El inicio de la escolarización marca un camino
fundamental en la vida del niño, de su familia
y de la sociedad en general. Los cuentos son un puente
que facilitan este ingreso al mundo de la educación
formal.
El
ingreso a primer grado marca un momento de gran
trascendencia tanto
para el niño como para los padres que acompañan
este proceso. Para muchos niños ello marca
el ingreso a la escolaridad formal y el primer
contacto del niño con una institución
fuera de la familia. Para quienes ya tuvieron la
experiencia del jardín de infantes también
marca un cambio importante, ya que se suele asignar
a este nivel ciertas particularidades como la de
estimular a los niños para que estén
bien preparados, tanto en lo que refiere a lo intelectual
(contenidos específicos en comunicación,
matemática, etc.) como en lo referente a
lo social y afectivo.
Los docentes se encuentran cada año ante un nuevo desafío, recibiendo
un grupo diferente con características particulares.
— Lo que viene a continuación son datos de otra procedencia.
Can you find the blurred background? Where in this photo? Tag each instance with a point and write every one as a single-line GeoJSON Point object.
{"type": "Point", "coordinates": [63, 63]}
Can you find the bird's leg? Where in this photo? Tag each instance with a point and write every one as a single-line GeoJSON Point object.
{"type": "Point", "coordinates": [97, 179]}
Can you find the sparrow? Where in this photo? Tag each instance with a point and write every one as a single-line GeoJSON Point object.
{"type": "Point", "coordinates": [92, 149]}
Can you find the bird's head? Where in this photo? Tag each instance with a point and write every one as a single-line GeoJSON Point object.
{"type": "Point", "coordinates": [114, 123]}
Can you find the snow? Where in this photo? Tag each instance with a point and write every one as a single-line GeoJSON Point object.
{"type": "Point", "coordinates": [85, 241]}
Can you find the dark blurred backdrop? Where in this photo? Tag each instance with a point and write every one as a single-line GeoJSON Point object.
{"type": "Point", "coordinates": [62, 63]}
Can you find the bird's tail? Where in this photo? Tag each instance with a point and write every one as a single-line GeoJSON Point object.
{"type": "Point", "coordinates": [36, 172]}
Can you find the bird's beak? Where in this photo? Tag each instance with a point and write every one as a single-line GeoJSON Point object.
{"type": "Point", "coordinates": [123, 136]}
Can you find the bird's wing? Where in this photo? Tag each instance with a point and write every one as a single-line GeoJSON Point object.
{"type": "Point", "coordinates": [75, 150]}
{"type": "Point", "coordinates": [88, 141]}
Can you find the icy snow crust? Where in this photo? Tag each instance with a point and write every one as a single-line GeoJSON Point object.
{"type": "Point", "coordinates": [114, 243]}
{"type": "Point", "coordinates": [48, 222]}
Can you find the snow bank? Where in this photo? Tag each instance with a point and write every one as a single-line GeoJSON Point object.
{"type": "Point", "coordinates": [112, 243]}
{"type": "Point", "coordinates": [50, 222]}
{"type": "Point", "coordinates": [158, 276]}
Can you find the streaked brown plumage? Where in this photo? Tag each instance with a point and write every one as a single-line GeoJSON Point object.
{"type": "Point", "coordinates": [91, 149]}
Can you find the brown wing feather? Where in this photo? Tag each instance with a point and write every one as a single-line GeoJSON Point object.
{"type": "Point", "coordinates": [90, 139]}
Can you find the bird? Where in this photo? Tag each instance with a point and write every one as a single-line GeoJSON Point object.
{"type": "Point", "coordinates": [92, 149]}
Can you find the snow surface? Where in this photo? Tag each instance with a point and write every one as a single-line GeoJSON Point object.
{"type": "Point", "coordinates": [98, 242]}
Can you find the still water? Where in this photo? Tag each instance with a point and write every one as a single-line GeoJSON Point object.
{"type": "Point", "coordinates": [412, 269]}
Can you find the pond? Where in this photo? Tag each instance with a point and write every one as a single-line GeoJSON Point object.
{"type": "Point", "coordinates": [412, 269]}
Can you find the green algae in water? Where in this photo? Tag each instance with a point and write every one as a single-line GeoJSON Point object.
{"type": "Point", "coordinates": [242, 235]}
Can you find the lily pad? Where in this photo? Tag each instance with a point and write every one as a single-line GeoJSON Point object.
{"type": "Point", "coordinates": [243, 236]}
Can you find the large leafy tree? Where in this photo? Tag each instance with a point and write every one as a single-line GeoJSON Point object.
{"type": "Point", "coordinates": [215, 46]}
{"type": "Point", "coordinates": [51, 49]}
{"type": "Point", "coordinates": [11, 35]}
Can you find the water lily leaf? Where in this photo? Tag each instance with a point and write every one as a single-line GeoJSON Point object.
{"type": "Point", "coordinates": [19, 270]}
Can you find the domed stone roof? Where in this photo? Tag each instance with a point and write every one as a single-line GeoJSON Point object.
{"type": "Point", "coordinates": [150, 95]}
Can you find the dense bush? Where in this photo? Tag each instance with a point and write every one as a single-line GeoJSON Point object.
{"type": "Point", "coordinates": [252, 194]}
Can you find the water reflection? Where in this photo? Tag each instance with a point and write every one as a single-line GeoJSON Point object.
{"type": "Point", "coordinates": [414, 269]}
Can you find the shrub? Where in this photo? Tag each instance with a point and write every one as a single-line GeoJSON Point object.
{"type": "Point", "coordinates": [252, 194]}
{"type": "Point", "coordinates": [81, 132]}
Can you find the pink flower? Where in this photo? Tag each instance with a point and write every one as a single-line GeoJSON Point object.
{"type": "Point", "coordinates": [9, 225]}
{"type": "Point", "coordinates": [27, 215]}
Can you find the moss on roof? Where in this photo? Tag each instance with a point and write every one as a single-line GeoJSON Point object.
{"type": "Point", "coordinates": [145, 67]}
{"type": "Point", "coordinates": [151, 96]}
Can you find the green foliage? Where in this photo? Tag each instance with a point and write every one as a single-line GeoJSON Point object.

Entonces se preguntan: ¿cómo
será este grupo?, ¿todos estarán preparados para aprender?, ¿cómo
será el grupo de padres?, ¿qué ansiedades y miedos traerán
los padres y los niños? ¿Podré enseñarle jugando?...
Permanecer en espacios desconocidos y por tanto no seguros, implica para el niño,
reconocer nuevos criterios de adaptación:
Conocer a otros adultos y a otros iguales.
Frente a estos factores, los niños durante los dos o tres primeros meses
del año escolar, viven el trauma de la adaptación al nuevo sistema
En este tiempo aún prefieren jugar, saltar, correr, rodar por el piso,
ir constantemente al baño, llorar y que les lean un cuento .Prevalece
en ellos el esquema actitudinal propio del preescolar. La complicación
viene, precisamente, en que el docente primero debe controlar el efecto que provocan
estas emociones desbordadas, para después avanzar en la enseñanza
de contenidos, conocimientos y experiencias nuevas, vinculadas siempre a sus
previas experiencias (aprendizaje significativo).
El docente tendrá como desafío, planificar actividades lúdicas
dirigidas y asociadas a los contenidos programáticos exigidos. El juego
permite establecer formas de aprendizaje y de desarrollo no sólo de conocimientos
sino también de profundizar en el aprendizaje social, cognitivo y experiencial.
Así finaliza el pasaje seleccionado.